The Wolves manager Kenny Jackett had, it seemed, reportedly left the grass long as a ploy to slow the speed at which Burnley could break from defence to midfield, or midfield to attack, and in particular it was thought to be a ploy to slow down the through balls that he d seen being fed to striker Andre Gray in previous games. Gray was fast and had hitherto scored several goals following threaded balls that he could latch on to.
After the game all the talk was of what a dead pitch it was, with the ball visibly slowing and fading, and Burnley player Joey Barton commented that passes he made that normally reached the target instead simply died on the turf.
As a result the match was a sterile 0-0 draw with little of note to report, minimal if any excitement, and bored spectators. In the first half Burnley had a few shots; in the second half Wolves had a few shots. Nothing else happened and everyone went home - except the ground staff - cutting the grass and collecting up the debris. The Jackett masterplan had worked.
If it did one thing it illustrated how the state of a pitch can affect a game, not exactly rocket science, but it further showed that a manager and a ground staff can shape a pitch to be a certain way and then this will affect an outcome.
Roy Oldfield can remember pitches with mud, with snow, with puddles, with long grass or short grass, he can remember pitches that were a swamp on one side and dry on the other but he was intrigued by the deliberate ploy of leaving the grass long at Wolves. Roy was a groundsman who belonged to a time when there were no Desso pitches, no pitches that were like bowling greens all year round.
What we see on a matchday is just the tip of the iceberg of the football industry. And that too is a phrase that Roy would never have heard decades ago. The football industry (and it would be interesting to identify who first used this description of what basically used to be such a simple, uncomplicated game), is now worth billions of pounds. And yet behind the scenes unknown to us all, a lowly-paid ground staff and their mowers can have such a profound influence.
So: we see the galacticos, the star names, the big-name managers and even players lower down the leagues on wages of thousands of pounds a week. We see Sky Sports, the newspapers filled with news and features and gossip, Match of the Day , glossy magazines, live games and all the glamour and razzmatazz of the game; it s reached saturation point.
Yet there is a small army of people behind the scenes, and always has been, that we rarely see that keeps the whole circus ticking over. Roy Oldfield was once a part of all this, one of the countless people that played such an important part, one of the almost anonymous unsung heroes, never in the front line, never seeking publicity and in Roy s case just happy to be left alone to get on with his job.

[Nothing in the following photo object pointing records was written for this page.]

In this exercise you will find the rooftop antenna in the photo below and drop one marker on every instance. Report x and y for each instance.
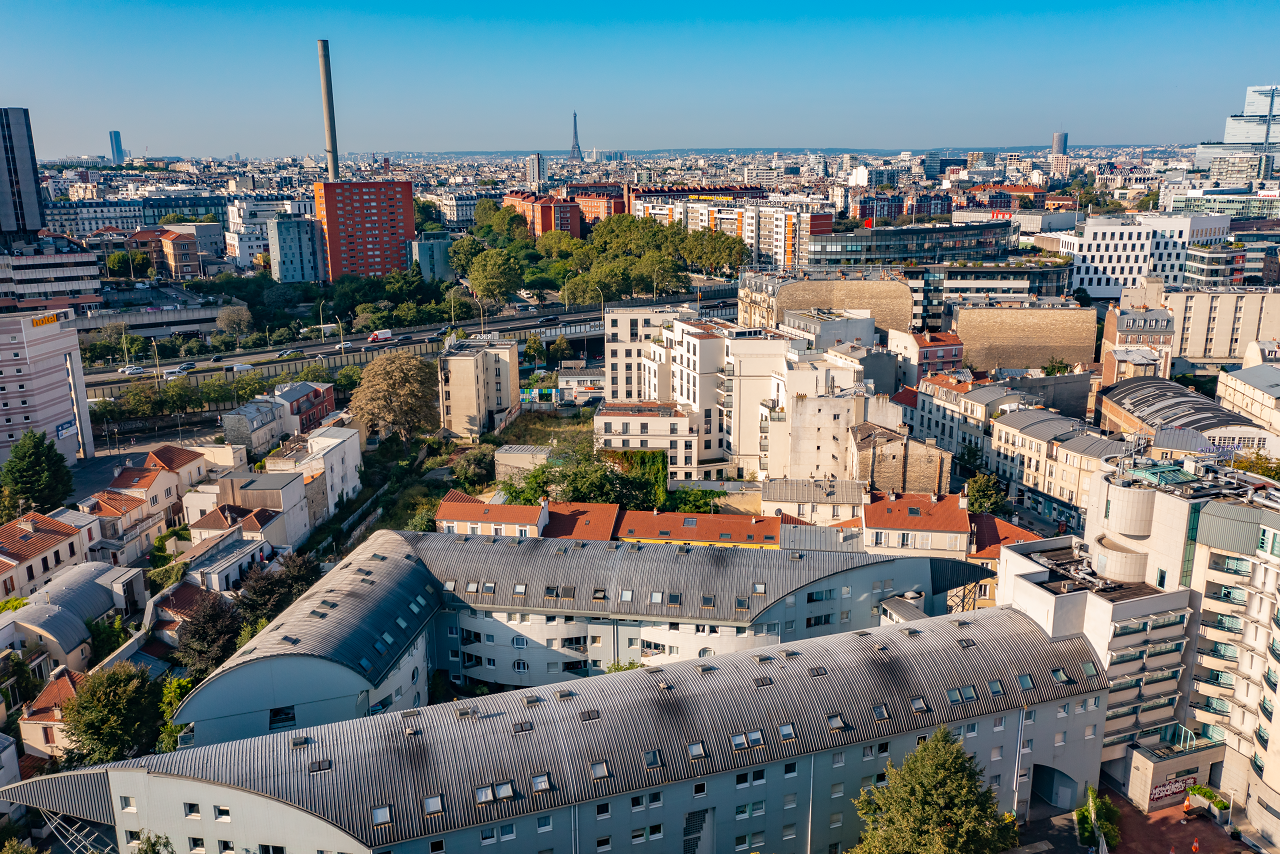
(330, 131)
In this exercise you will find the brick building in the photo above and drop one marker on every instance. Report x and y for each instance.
(365, 227)
(545, 213)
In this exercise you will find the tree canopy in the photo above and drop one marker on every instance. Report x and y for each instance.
(936, 803)
(114, 715)
(36, 473)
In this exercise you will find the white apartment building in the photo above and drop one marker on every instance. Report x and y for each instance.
(1112, 252)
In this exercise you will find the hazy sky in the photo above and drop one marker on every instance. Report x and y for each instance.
(202, 78)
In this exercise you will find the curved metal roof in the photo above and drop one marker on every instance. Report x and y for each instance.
(62, 608)
(400, 759)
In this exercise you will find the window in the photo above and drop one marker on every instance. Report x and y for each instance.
(280, 718)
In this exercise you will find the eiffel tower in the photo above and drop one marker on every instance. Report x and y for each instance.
(575, 153)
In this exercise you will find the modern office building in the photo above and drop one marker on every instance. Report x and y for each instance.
(293, 243)
(365, 227)
(768, 750)
(19, 183)
(117, 147)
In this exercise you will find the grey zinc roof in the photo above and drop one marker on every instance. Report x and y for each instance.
(814, 492)
(401, 758)
(1161, 402)
(1182, 439)
(60, 610)
(1093, 446)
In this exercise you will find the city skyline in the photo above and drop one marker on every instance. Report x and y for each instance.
(639, 104)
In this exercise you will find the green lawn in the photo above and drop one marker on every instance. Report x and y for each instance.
(540, 428)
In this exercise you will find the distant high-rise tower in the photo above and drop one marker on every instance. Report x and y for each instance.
(575, 153)
(117, 149)
(535, 169)
(19, 181)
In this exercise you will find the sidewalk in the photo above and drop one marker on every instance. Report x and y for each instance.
(96, 474)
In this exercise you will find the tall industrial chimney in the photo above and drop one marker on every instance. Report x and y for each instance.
(330, 129)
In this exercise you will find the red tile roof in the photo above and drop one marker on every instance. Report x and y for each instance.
(704, 528)
(928, 515)
(991, 533)
(135, 479)
(59, 689)
(172, 457)
(584, 521)
(114, 503)
(460, 511)
(19, 544)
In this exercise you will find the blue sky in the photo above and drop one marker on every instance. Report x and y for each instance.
(209, 78)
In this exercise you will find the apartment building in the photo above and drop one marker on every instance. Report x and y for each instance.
(365, 227)
(49, 281)
(479, 384)
(1255, 393)
(545, 213)
(1147, 403)
(42, 384)
(1114, 252)
(1047, 459)
(754, 766)
(923, 354)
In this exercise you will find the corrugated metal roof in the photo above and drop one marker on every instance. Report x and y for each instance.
(821, 492)
(398, 761)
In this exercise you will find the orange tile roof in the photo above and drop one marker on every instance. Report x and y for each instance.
(929, 516)
(705, 528)
(19, 544)
(497, 514)
(991, 534)
(58, 692)
(135, 479)
(172, 457)
(580, 520)
(115, 503)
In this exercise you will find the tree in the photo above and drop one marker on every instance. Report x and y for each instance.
(987, 497)
(534, 350)
(280, 297)
(36, 473)
(496, 275)
(397, 393)
(114, 715)
(172, 693)
(936, 803)
(1055, 368)
(462, 252)
(236, 320)
(208, 638)
(561, 350)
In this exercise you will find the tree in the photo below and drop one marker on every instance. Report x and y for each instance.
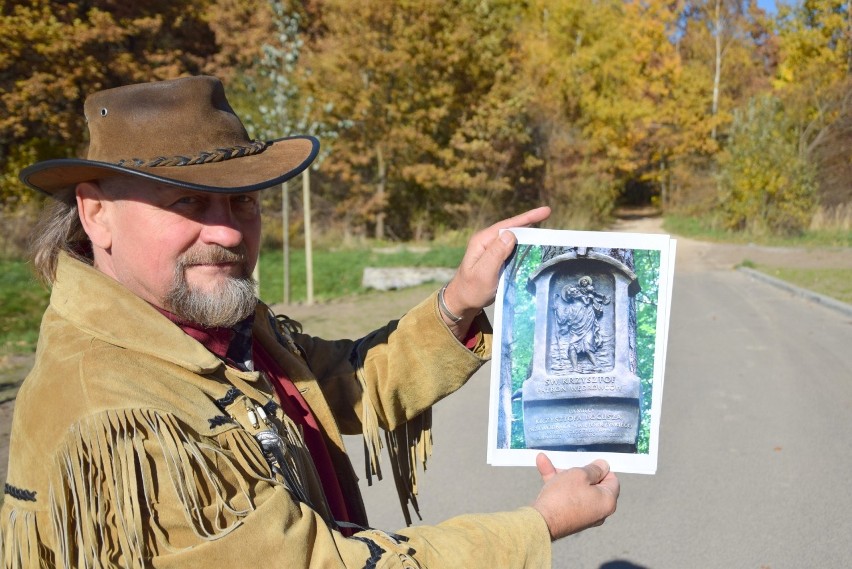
(437, 132)
(766, 185)
(53, 54)
(815, 81)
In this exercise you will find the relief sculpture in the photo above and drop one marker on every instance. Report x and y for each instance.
(577, 310)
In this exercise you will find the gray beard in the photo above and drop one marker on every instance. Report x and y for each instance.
(232, 301)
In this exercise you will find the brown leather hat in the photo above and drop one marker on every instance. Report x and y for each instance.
(181, 132)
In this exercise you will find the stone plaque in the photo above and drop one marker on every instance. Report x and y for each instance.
(583, 392)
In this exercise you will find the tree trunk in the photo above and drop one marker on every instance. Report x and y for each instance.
(380, 193)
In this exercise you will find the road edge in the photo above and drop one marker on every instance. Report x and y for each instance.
(810, 295)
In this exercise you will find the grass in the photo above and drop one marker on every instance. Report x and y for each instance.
(22, 302)
(337, 273)
(703, 229)
(834, 283)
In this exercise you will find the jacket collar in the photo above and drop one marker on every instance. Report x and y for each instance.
(121, 318)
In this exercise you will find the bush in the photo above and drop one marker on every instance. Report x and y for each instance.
(766, 186)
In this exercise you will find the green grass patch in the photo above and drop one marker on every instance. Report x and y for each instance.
(702, 228)
(338, 273)
(22, 302)
(834, 283)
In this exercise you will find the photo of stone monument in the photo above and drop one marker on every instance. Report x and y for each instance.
(578, 349)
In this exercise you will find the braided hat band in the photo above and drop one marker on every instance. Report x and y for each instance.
(256, 147)
(181, 132)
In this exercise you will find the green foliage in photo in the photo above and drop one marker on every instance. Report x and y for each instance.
(647, 268)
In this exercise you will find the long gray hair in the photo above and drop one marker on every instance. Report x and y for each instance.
(58, 229)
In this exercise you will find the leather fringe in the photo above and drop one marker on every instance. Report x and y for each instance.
(105, 479)
(409, 444)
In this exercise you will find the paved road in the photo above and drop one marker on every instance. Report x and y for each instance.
(756, 443)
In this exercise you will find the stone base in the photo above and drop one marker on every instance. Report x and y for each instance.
(577, 424)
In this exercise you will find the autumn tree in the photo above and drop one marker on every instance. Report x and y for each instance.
(437, 133)
(815, 82)
(767, 185)
(607, 75)
(53, 54)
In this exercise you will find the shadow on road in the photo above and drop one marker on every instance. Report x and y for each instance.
(621, 564)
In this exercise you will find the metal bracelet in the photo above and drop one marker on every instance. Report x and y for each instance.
(444, 309)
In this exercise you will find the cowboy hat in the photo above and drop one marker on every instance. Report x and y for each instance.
(180, 132)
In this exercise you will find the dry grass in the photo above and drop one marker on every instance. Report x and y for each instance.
(837, 218)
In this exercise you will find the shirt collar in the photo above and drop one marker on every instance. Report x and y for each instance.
(232, 345)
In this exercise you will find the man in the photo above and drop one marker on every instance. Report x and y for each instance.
(171, 420)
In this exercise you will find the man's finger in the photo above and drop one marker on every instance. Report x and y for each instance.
(545, 467)
(597, 470)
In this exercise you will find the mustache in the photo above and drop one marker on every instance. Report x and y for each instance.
(213, 255)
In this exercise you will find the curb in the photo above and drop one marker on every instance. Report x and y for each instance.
(810, 295)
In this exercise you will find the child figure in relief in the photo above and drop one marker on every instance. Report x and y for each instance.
(577, 310)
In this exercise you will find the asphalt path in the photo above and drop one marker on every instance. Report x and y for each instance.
(755, 443)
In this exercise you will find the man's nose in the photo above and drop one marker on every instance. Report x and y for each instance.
(221, 226)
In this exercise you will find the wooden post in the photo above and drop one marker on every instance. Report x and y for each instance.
(309, 260)
(285, 230)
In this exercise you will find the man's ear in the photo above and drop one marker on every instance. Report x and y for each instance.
(94, 209)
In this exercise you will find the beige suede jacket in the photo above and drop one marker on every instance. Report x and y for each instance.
(133, 446)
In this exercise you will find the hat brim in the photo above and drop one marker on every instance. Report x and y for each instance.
(283, 159)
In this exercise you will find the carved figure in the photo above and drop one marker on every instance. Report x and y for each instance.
(577, 310)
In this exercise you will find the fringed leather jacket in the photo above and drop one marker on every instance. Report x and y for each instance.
(134, 446)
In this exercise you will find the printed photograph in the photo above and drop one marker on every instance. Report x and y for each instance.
(581, 320)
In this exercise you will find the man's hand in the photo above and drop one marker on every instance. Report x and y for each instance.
(474, 285)
(575, 499)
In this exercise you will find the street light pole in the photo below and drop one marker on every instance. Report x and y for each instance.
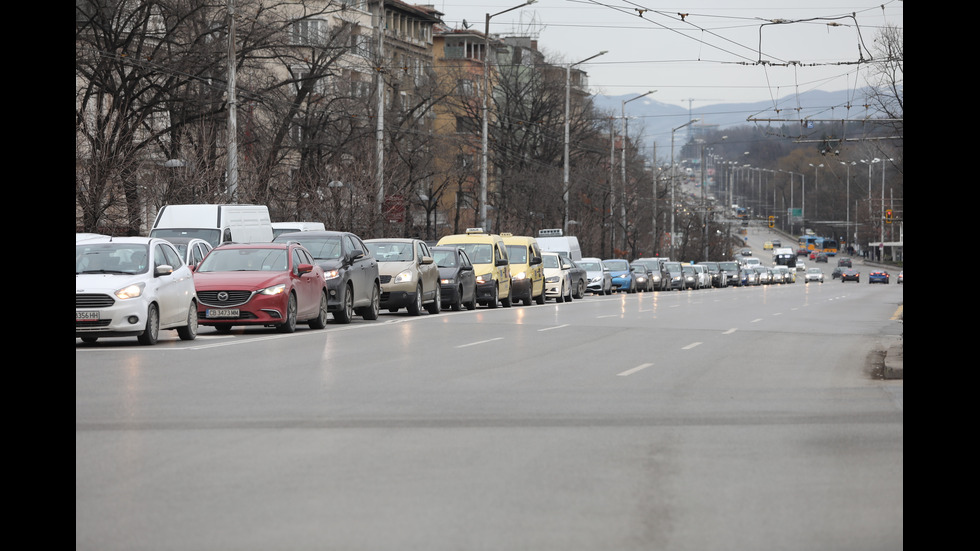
(568, 101)
(622, 202)
(673, 204)
(486, 86)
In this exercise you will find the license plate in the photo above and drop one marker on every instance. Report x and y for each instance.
(221, 313)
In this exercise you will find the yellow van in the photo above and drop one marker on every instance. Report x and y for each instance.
(488, 254)
(526, 269)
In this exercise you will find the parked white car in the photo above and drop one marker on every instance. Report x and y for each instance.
(600, 279)
(132, 286)
(557, 282)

There were times when the pitch had been cut up so badly during a game that if it was a night game it could be two in the morning before he got home after doing all the repairs. He is a modest and unassuming man but ask him a question about his time being a groundsman and the face crinkles and creases into a smile and he ll more than likely begin with, I ll just tell you a little story, and he s still talking half an hour later.